5 thoughts on “Look to research in delivering wellness, reablement approaches

  1. The money that the government has spent on leading us through this merry chase has been wasted time and again. To say this to providers is an insult. How else will the services be delivered? There are many large providers who are already demonstrating they do not have the resources and the capacity to change to CDC. Our clients are very unhappy with their providers and the fact that nothing has changed none of them have been approached to reassess their goals or services and have been told nothing will change. This has all been handled very badly and with millions of dollars being spent on the constant changes. There needs to be an inquiry into how this has been handled by both governments and the amount of money that has been wasted on changing their minds, changing departments, the cost of changing logos and so on. Now we are changing to the Dept of Health. All this money is being spent not on service delivery but on government red tape. Why has there been no declaration on how much this entire process has cost tax payers and what is being cut back on to pay for all this change for the better.

  2. Could not agree more with this. The ACCLM has been utilising the research and designing learning & development around transforming care teams to enable this approach to be taken from the frontline in care.

    New skills in leadership & Management, counselling, mentoring and diverse psychosocial assessment of the clients needs and setting the goals to be reached.

    Much of the CDC is focused on consumer empowerment, however this requires consumer engagement and education. Providers will need to transform their care teams in a planned and structured process that also empowers the care teams to work this model for the best outcomes.


  3. Yet another thinly veiled plug, Drew? Is every (ill conceived) government initiative just another opportunity to cash in? That home insulation scheme went well, didn’t it?

    Ted’s on the money; it’s a shambles out there. Re-enablement, wellness implementation, consumer engagement…if we rated the CDC rollout by the number of meaningless catch-phrases it would be a world leader.

    Sadly, my granny just wants someone to mow the lawns, do a bit of cleaning and escort her to the occasional appointment. She doesn’t know what ‘Active Ageing’ means (does anybody?) and she certainly doesn’t want to be ‘re-enabled’ (she reckons it sounds painful).

    There’s an obvious disconnect between beurocrat and elderly consumer. Stop telling people what they need. Octogenarians shouldn’t have to be empowered, educated and engaged just to get a few hours help when they most need it. The only relevant challenge for providers is to make it simple for their customers.

  4. Not a Veiled plug Mark.

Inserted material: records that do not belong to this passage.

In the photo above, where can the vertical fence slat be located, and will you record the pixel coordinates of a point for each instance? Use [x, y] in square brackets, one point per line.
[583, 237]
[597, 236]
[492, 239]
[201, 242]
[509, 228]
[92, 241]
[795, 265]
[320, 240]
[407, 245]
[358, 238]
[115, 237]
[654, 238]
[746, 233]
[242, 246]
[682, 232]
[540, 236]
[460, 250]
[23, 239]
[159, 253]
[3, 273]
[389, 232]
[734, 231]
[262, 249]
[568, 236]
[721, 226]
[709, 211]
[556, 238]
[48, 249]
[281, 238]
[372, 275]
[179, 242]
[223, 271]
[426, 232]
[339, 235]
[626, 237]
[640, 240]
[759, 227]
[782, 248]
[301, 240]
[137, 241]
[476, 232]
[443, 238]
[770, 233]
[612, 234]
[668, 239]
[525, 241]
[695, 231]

Just transparent about our services. Many of us don’t agree with the reform as its being rolled out and unfortunately also don’t get the opportunity to be engaged on our input to what is evidence based.

    I have a focus on the education and support of the care provider/carer/health professional that has to follow this lead from peak bodies driving government and meet the changes that are being legislated. I for one believe we are getting lost in the language, and distracting us from providing the best care to our consumers in need.

    If we can manage to equip the frontline staff with the skills they need to adapt and meet the care needs with a balance to compliance then perhaps the true relationship between carers and consumers will separate out what’s real and what’s not. Most of these people have cultural diverse and skilled education issues themselves, and don’t get a great remuneration either.

    Part of this change we face is also consumer education that empowers them to make positive decisions in their care so they may achieve some wellness regardless of the package rules. But sadly in the end it’s still funded care for most and of course then come the rules.

    There are not many institutes that specifically focus on care leadership and management, and so I will mention our services when I can if it can help.

  5. Hard to see how training staff to fit a flawed model advances anything other than the trainer’s coffers.

    We’ve been here before; the entire program was broken before it started. It’ll be scrapped and replaced in due course. Complicity over confrontation only delays change.